Published in Nature, the study was a collaboration between researchers from the University of Oxford, Washington University School of Medicine in St. Louis, Stanford University School of Medicine.

"Of all genes, the HLA genes have the greatest amount of variation across the human population. There are many, many autoimmune diseases that are associated with specific variants of the HLA genes, and in most cases, we don't know why," said co-senior author Wayne M. Yokoyama, the Sam J. Levin and Audrey Loew Levin Professor of Arthritis Research at Washington University. "This paper outlines a strategy for figuring out why certain HLA variants are linked to certain diseases. It also provides strong evidence that cross-reactivity between human and microbial proteins drives autoimmunity in at least two diseases and probably many others. Now that we understand the underlying drivers, we can start focusing on the approaches that are most likely to yield benefits for patients."

The HLA family of proteins helps immune cells detect invading pathogens and distinguish between microbial and human proteins, and is highly variable across individuals. HLA proteins function like hands that pick up fragments of whichever proteins are lying about — microbial or human — and show them to immune cells called T cells to figure out if they're a sign of danger (microbial) or not (human). T cells don't recognise protein fragments by themselves; they recognise the fragment plus the hand that holds it.
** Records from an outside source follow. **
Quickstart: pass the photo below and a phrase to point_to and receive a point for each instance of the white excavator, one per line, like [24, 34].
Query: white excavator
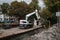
[29, 20]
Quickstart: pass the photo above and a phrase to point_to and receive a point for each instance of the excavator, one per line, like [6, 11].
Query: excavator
[30, 20]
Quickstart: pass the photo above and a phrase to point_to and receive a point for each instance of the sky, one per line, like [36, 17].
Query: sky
[41, 3]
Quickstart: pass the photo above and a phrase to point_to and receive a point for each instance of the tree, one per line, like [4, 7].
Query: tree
[19, 9]
[5, 7]
[34, 5]
[52, 5]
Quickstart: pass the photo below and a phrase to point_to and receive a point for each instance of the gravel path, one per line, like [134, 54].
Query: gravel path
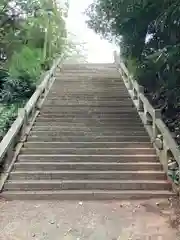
[112, 220]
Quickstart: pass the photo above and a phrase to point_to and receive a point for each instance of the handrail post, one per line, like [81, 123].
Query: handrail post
[157, 115]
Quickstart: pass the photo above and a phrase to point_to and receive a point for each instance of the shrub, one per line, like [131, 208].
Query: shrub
[26, 63]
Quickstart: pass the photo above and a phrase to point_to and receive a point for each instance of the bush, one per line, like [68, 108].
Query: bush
[26, 63]
[7, 115]
[17, 89]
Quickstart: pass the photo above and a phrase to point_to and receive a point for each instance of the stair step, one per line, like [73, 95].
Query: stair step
[92, 104]
[115, 138]
[86, 128]
[75, 120]
[88, 158]
[85, 195]
[86, 184]
[58, 132]
[88, 115]
[104, 175]
[89, 151]
[90, 166]
[88, 145]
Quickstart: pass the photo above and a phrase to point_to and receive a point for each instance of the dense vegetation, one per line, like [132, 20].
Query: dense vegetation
[32, 33]
[149, 38]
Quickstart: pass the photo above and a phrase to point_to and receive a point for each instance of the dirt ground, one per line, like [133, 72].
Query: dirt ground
[112, 220]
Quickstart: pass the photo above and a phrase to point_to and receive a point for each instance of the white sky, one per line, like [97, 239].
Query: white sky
[98, 50]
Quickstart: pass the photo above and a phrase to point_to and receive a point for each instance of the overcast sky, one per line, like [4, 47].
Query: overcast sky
[98, 50]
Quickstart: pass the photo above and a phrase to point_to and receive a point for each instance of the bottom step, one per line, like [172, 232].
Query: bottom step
[84, 195]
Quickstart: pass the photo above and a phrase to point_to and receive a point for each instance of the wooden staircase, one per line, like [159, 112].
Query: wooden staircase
[88, 143]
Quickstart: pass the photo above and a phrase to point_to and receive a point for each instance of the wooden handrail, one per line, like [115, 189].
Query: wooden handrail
[158, 127]
[9, 140]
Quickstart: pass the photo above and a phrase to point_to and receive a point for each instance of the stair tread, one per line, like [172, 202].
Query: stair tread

Scientists have long assumed that the combination of a particular hand 'HLA-B*27' plus a bit of an unknown human protein was being misidentified as dangerous in people with either of the two diseases, triggering autoimmune attacks in the eye or the spine. But for decades, they couldn't find the fragment.
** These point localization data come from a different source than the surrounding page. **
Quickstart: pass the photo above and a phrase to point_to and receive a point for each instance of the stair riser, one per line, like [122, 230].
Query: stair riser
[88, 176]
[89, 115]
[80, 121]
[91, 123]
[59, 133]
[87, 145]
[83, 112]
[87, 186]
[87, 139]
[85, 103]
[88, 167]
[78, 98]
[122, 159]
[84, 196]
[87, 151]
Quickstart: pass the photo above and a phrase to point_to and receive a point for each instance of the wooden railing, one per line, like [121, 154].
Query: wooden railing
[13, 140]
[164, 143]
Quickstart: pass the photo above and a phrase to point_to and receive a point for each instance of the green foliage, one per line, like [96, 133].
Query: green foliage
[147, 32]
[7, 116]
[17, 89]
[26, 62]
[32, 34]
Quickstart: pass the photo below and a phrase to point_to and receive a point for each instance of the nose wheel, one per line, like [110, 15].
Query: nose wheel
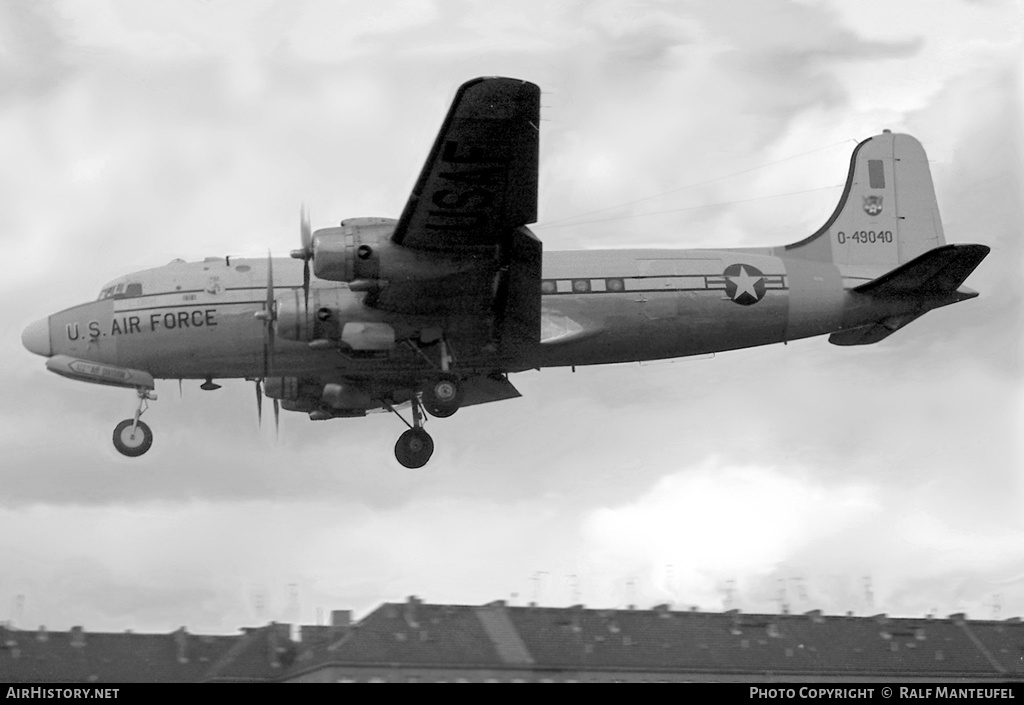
[132, 437]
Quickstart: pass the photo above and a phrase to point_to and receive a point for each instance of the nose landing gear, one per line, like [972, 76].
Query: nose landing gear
[442, 397]
[132, 437]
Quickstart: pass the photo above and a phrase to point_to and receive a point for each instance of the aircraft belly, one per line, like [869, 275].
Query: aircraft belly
[662, 325]
[816, 298]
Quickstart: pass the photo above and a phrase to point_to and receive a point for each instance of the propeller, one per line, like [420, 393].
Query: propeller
[305, 253]
[268, 316]
[259, 409]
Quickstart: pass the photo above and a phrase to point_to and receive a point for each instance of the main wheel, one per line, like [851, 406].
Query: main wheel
[132, 444]
[414, 448]
[442, 397]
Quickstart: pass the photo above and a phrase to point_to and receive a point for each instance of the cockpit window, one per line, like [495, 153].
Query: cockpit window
[122, 290]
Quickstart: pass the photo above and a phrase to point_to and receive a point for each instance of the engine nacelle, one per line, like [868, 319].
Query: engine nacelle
[332, 315]
[361, 250]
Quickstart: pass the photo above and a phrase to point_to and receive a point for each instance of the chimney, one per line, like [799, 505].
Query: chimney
[77, 636]
[278, 638]
[181, 644]
[411, 609]
[341, 618]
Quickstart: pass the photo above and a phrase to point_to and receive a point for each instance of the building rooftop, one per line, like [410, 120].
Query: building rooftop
[496, 636]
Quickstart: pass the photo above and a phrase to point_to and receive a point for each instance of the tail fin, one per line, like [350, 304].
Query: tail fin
[887, 215]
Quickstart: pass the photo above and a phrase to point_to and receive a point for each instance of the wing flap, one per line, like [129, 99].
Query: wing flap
[489, 388]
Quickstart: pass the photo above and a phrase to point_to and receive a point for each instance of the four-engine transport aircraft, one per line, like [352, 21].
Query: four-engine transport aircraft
[434, 309]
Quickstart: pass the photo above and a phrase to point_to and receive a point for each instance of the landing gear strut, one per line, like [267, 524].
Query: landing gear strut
[131, 437]
[415, 446]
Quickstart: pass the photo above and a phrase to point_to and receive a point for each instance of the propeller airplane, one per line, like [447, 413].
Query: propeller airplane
[434, 310]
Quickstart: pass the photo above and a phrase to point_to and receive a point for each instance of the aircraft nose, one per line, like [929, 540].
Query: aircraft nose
[37, 337]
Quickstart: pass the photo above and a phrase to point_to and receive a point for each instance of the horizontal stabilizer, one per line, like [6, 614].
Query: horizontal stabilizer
[865, 335]
[938, 272]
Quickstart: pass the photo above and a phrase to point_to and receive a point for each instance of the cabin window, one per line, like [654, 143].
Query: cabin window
[121, 290]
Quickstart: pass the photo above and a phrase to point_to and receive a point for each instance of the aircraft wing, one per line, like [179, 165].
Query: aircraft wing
[480, 177]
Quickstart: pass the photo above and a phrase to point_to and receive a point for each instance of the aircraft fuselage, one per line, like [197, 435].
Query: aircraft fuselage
[197, 320]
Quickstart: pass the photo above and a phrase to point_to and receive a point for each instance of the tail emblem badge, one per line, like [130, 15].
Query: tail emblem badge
[872, 205]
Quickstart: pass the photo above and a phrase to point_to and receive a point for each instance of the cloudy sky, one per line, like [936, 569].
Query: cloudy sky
[877, 479]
The research team devised a novel way to find the elusive fragment. They identified certain T cells that were abundant in the blood and joints of people with ankylosing spondylitis, and in the eyes of people with uveitis. They then determined the structures of the detector molecules known as 'T cell receptors' on T cells from both groups of patients and compared them. The similarities were striking.
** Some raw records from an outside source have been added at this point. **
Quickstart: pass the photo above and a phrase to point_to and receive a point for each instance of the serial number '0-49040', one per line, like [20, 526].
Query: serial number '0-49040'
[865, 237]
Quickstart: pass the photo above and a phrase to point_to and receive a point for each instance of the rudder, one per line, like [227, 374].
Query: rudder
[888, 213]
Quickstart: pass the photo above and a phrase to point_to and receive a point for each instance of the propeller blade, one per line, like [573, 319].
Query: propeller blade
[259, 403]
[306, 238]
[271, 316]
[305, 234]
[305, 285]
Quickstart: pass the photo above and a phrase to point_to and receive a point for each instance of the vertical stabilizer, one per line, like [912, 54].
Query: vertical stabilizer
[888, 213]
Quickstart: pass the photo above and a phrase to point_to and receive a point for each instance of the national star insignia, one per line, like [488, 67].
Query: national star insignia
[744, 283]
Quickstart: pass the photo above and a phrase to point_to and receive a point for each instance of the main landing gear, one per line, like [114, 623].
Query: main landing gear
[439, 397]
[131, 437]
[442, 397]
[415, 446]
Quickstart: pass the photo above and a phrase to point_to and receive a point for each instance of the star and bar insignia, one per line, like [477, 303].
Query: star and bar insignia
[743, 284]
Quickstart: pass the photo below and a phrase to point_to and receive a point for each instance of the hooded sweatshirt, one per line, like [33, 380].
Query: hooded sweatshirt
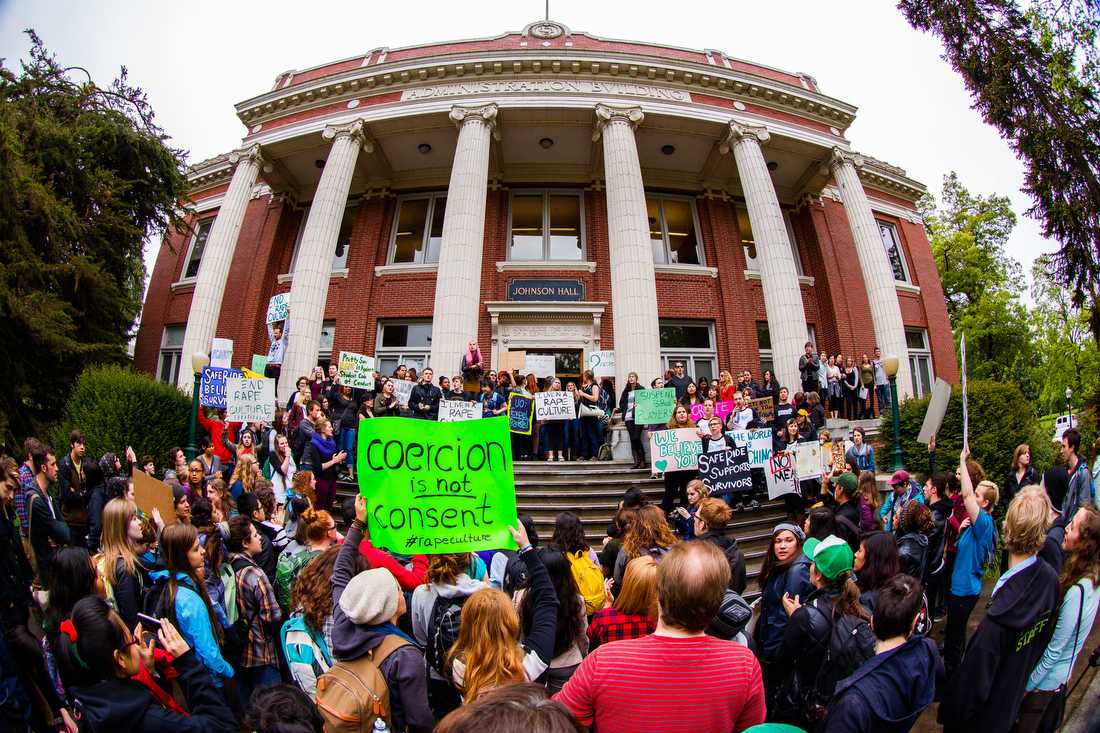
[989, 684]
[888, 692]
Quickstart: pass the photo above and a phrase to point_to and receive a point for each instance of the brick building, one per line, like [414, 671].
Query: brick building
[556, 193]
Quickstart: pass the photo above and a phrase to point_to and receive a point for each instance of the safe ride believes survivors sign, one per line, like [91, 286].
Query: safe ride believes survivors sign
[436, 488]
Knowing what a detector molecule looks like is a big step toward figuring out what it detects.

Paul Bowness, Professor of Experimental Rheumatology at NDORMS, who was one of the clinicians involved in the study said: "Carrying the HLA-B*27 gene has long been known to strongly predispose to developing both Ankylosing Spondylitis, a common form of inflammatory arthritis, and to anterior uveitis, a painful and sight-threatening eye disease. HLA-B*27 is known to play a key role in the immune system and can "present" small fragments of proteins, for example derived from viruses, to cytotoxic T cells. In a fantastic collaboration between groups in Stanford, Oxford and Saint Louis, we here show that the receptors of individual cytotoxic T cells present in the inflamed joints of AS patients and eyes of uveitis patients can recognise both bacterial peptides and self peptides derived from our own bodies. This supports a "molecular mimicry" model of how these diseases are caused and opens up new avenues for future therapeutic trials, with a long-term goal development of a cure for these debilitating diseases."

The findings reveal key aspects of the biological mechanisms underlying ankylosing spondylitis, anterior uveitis and potentially many other autoimmune diseases. By providing strong support for the idea that T cells that react to microbes may also react to normal human proteins, the findings promise to accelerate efforts to improve diagnostic tools and treatments for autoimmune diseases.

Co-first author Michael Paley of Washington University said: "For ankylosing spondylitis, the average time between initial symptoms and actual diagnosis is seven to eight years. Shortening that time with improved diagnostics could make a dramatic impact on patients' lives, because treatment could be initiated earlier. As for therapeutics, if we could target these disease-causing T cells for elimination, we could potentially cure a patient or maybe even prevent the disease in people with the high-risk genetic variant. There's a lot of potential for clinical benefit here."

The study team at Oxford received funding from the NIHR Oxford Biomedical Research Centre.